Where in the world is all the 22 ammo going


Posted using Outdoor Hub Campfire


----------



## Singleandfishinagain (Aug 18, 2011)

Into my locker!

I was walking through a local retail store today and where there is normally a pile of CCI 1000rd lock boxes there were 3 lonely ones. I took them home along with $100 worth of 22mag, $100 in .45 and a pile of .243.

I spent $600 on ammo today..... feels goooooood!

Couple this with the mountain of shotgun ammo I bought 2 weeks ago and my house will be the only one the zombies do not touch. 

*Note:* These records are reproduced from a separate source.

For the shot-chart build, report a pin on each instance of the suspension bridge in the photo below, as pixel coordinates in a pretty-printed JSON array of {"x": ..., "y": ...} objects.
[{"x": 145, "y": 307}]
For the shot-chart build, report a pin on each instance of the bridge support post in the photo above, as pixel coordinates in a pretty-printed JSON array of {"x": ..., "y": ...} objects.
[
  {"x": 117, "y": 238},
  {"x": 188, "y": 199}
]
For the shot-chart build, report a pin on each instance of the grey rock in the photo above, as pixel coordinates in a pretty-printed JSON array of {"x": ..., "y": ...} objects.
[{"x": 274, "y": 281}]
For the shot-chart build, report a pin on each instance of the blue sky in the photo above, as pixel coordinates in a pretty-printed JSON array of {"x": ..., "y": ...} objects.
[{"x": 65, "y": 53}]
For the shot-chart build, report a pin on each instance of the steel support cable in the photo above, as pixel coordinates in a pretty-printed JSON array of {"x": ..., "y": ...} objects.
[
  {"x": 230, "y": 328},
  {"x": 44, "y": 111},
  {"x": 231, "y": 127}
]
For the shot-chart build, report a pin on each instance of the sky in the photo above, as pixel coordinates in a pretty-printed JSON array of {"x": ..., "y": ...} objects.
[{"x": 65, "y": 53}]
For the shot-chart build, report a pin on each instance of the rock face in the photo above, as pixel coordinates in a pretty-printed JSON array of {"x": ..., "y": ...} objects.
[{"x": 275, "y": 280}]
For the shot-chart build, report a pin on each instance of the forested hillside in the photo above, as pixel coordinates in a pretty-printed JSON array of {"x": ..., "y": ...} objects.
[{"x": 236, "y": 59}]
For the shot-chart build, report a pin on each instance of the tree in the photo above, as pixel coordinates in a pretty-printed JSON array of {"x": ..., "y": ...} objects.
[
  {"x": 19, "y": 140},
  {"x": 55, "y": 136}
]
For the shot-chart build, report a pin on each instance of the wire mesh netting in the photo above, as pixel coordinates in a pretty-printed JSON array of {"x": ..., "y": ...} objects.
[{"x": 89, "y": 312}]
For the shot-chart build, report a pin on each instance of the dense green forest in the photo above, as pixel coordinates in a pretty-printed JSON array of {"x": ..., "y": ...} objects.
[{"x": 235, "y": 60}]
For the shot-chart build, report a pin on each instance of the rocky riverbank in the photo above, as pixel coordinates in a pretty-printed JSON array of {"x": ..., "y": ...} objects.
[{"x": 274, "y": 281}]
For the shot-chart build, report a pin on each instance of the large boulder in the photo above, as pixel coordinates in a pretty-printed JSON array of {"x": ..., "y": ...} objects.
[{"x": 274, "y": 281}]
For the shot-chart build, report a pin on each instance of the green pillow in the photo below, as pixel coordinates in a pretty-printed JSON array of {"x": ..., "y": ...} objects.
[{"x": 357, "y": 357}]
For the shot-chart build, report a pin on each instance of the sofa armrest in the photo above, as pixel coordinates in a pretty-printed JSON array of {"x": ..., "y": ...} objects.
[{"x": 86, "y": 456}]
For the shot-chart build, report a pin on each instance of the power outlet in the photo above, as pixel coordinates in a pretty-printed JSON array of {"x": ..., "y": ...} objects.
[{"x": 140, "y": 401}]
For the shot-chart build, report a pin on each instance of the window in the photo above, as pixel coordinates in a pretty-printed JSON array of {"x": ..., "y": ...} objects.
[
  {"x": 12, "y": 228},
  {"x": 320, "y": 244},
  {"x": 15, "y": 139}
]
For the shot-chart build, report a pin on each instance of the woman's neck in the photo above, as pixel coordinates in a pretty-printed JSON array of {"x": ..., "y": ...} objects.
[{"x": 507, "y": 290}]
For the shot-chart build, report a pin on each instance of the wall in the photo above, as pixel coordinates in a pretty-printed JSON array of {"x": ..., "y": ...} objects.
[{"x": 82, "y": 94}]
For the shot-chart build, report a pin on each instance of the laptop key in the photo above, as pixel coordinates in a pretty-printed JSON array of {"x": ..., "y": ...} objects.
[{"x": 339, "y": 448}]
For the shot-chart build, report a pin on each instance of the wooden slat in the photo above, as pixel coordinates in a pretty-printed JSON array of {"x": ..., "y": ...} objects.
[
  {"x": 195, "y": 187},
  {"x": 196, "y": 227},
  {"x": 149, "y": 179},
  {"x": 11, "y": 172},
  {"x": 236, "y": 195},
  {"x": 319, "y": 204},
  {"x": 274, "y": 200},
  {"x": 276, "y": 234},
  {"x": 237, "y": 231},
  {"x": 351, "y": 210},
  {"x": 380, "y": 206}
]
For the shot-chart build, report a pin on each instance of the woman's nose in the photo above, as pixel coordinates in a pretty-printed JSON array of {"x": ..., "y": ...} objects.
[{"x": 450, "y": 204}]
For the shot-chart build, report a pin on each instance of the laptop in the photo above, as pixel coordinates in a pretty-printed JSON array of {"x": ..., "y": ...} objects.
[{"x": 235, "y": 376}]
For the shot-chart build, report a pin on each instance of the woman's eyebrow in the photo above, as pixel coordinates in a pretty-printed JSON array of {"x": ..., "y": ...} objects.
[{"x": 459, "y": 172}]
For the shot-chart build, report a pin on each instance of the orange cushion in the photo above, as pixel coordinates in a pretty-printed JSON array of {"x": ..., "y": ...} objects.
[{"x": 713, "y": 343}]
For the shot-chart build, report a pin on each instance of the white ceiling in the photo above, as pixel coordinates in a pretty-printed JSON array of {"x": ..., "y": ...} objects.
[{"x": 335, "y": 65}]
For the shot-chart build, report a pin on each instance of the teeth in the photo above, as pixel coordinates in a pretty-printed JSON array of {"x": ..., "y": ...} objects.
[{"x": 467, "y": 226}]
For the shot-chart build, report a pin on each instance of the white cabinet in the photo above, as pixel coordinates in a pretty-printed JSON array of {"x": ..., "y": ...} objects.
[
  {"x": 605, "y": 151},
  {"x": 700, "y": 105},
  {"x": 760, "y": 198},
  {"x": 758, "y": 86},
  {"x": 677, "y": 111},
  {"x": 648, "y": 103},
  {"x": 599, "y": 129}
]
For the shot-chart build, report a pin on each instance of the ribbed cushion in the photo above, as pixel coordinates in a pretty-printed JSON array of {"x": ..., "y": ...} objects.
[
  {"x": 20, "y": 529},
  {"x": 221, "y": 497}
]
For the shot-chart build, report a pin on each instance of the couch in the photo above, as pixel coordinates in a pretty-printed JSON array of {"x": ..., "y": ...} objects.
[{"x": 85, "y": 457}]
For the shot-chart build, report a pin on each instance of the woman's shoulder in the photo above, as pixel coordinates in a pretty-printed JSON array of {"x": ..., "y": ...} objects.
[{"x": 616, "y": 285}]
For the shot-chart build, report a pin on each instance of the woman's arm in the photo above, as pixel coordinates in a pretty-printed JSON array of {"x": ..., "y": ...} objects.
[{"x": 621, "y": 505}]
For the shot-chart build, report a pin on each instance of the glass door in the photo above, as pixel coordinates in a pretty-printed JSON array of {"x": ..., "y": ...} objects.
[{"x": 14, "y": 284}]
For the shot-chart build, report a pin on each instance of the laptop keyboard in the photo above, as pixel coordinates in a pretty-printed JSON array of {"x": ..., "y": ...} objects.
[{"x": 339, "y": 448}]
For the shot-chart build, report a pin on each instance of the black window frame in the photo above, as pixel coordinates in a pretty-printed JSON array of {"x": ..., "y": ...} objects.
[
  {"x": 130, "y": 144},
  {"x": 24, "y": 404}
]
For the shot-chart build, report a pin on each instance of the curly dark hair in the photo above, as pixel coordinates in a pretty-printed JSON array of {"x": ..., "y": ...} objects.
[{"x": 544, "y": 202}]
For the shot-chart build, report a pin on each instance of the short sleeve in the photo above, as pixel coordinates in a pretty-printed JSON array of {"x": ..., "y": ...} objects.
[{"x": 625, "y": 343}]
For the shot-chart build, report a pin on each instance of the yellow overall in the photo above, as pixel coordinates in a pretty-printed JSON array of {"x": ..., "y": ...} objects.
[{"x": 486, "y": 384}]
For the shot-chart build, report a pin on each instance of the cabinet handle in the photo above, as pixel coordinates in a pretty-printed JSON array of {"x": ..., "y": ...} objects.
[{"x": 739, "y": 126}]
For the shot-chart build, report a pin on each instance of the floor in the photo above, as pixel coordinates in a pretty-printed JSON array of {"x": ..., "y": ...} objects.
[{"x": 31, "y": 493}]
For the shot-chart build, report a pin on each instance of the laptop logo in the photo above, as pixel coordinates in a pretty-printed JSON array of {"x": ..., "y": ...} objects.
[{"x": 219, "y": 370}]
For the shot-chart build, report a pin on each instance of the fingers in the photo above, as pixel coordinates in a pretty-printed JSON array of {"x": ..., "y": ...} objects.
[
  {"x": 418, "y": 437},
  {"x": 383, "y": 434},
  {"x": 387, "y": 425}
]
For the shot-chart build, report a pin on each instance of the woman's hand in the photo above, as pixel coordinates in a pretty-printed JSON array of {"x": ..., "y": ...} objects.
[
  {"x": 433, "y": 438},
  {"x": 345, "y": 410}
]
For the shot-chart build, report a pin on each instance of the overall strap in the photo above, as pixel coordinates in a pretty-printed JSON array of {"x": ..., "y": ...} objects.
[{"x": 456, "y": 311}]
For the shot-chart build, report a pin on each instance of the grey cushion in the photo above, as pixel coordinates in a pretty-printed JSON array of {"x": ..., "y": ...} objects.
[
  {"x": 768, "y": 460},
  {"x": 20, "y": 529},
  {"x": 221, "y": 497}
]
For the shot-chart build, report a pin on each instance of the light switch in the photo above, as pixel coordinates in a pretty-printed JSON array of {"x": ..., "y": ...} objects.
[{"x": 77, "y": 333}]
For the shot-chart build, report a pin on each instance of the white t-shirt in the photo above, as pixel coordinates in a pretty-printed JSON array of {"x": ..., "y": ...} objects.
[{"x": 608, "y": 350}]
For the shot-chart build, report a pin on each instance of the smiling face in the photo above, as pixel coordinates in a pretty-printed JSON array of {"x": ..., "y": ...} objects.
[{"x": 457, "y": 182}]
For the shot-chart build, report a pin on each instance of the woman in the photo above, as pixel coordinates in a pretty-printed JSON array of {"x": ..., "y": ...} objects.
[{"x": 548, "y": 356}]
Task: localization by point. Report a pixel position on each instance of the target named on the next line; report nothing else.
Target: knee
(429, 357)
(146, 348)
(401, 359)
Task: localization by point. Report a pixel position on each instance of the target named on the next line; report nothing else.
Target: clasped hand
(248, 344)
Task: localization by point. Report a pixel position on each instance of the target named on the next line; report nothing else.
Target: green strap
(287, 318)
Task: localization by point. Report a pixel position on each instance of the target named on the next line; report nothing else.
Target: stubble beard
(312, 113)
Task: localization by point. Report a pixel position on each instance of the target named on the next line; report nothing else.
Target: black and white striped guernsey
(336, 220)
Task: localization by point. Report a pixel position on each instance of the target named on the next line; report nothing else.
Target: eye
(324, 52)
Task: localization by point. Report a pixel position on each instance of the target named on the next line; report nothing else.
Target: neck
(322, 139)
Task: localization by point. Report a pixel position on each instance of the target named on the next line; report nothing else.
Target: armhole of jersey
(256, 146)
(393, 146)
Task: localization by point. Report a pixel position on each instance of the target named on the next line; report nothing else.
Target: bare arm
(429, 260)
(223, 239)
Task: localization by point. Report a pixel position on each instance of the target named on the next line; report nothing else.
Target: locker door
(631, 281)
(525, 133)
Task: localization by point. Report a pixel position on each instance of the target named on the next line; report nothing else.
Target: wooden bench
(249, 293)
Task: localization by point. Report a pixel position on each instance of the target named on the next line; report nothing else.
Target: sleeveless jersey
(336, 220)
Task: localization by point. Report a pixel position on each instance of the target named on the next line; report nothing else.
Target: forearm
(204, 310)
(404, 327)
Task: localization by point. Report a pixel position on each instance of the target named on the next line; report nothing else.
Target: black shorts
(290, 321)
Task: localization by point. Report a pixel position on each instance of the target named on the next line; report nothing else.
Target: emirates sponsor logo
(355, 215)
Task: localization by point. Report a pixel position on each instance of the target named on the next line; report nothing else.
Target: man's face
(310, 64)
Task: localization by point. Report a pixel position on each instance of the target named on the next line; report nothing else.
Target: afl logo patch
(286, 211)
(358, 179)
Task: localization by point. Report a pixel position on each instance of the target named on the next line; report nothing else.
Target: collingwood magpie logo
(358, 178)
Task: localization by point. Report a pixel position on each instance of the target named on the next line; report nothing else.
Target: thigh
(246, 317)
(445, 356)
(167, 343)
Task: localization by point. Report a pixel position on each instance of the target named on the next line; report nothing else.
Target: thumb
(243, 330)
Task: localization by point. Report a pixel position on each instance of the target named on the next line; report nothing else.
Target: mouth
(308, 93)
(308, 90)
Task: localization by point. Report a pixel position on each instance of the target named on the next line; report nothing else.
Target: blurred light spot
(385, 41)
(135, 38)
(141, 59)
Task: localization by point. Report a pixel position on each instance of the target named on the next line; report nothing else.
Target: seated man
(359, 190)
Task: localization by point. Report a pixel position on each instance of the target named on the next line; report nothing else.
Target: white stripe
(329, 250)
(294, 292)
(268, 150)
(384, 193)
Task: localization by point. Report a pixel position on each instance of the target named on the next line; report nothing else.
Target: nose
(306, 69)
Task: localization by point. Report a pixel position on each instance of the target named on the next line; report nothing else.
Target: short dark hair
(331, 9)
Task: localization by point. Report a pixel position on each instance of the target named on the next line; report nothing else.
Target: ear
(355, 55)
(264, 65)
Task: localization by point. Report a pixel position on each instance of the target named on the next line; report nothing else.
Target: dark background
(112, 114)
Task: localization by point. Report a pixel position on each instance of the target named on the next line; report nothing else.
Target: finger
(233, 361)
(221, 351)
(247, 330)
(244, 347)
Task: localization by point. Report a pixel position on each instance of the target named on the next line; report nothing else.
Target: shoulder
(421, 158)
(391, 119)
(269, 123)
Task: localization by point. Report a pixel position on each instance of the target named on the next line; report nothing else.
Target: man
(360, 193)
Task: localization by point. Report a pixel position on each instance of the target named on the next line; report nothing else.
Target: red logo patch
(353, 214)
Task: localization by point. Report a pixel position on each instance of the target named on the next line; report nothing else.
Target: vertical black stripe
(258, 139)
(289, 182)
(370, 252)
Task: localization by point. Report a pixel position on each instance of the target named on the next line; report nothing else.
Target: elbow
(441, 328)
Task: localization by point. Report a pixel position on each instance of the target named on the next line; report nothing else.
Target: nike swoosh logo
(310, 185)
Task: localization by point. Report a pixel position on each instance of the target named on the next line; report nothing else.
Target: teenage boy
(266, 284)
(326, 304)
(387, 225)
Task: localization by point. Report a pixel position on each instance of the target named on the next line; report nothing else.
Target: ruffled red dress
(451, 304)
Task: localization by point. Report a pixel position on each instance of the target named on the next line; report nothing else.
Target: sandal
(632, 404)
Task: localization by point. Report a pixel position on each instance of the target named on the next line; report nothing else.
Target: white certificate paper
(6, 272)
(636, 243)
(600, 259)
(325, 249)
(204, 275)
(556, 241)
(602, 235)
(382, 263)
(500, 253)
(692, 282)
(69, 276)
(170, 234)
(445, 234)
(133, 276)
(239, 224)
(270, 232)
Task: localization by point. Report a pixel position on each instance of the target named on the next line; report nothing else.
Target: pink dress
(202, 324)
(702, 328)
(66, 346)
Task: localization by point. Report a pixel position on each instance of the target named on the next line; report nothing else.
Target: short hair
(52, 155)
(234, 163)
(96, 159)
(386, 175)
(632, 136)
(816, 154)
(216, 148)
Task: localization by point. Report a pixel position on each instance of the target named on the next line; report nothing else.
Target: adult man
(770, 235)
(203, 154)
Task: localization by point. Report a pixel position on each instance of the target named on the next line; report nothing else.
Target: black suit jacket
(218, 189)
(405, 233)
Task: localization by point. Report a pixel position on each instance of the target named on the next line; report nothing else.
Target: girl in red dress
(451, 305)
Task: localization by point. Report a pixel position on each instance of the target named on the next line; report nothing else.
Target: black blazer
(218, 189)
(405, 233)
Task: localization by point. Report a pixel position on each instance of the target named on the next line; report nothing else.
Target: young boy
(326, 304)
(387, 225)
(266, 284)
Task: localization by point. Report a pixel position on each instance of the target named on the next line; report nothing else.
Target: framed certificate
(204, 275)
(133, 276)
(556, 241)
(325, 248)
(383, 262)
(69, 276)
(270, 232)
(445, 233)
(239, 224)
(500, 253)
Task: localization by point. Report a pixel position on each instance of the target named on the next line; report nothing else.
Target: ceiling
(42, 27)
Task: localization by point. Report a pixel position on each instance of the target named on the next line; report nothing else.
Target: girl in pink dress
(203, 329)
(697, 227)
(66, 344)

I'm set for spring & summer!




posted using Outdoor Hub Campfire


----------



## beaglet (Nov 22, 2009)

Singleandfishinagain said:


> Into my locker!
> 
> I was walking through a local retail store today and where there is normally a pile of CCI 1000rd lock boxes there were 3 lonely ones. I took them home along with $100 worth of 22mag, $100 in .45 and a pile of .243.
> 
> ...


 
There's your answer...guys like this one waiting for the ZOMBIE APOCALYPSE to hit causing NORMAL hunters to wait for ammo.


----------



## Singleandfishinagain (Aug 18, 2011)

beaglet said:


> There's your answer...guys like this one waiting for the ZOMBIE APOCALYPSE to hit causing NORMAL hunters to wait for ammo.


Not to long ago I wanted to take my little cousins shooting, loaded them and the 22 up only to find everyone is sold out of .22lr.

Won't be a problem now!

Because i buy in bulk I'm not a normal hunter? 



posted using Outdoor Hub Campfire


----------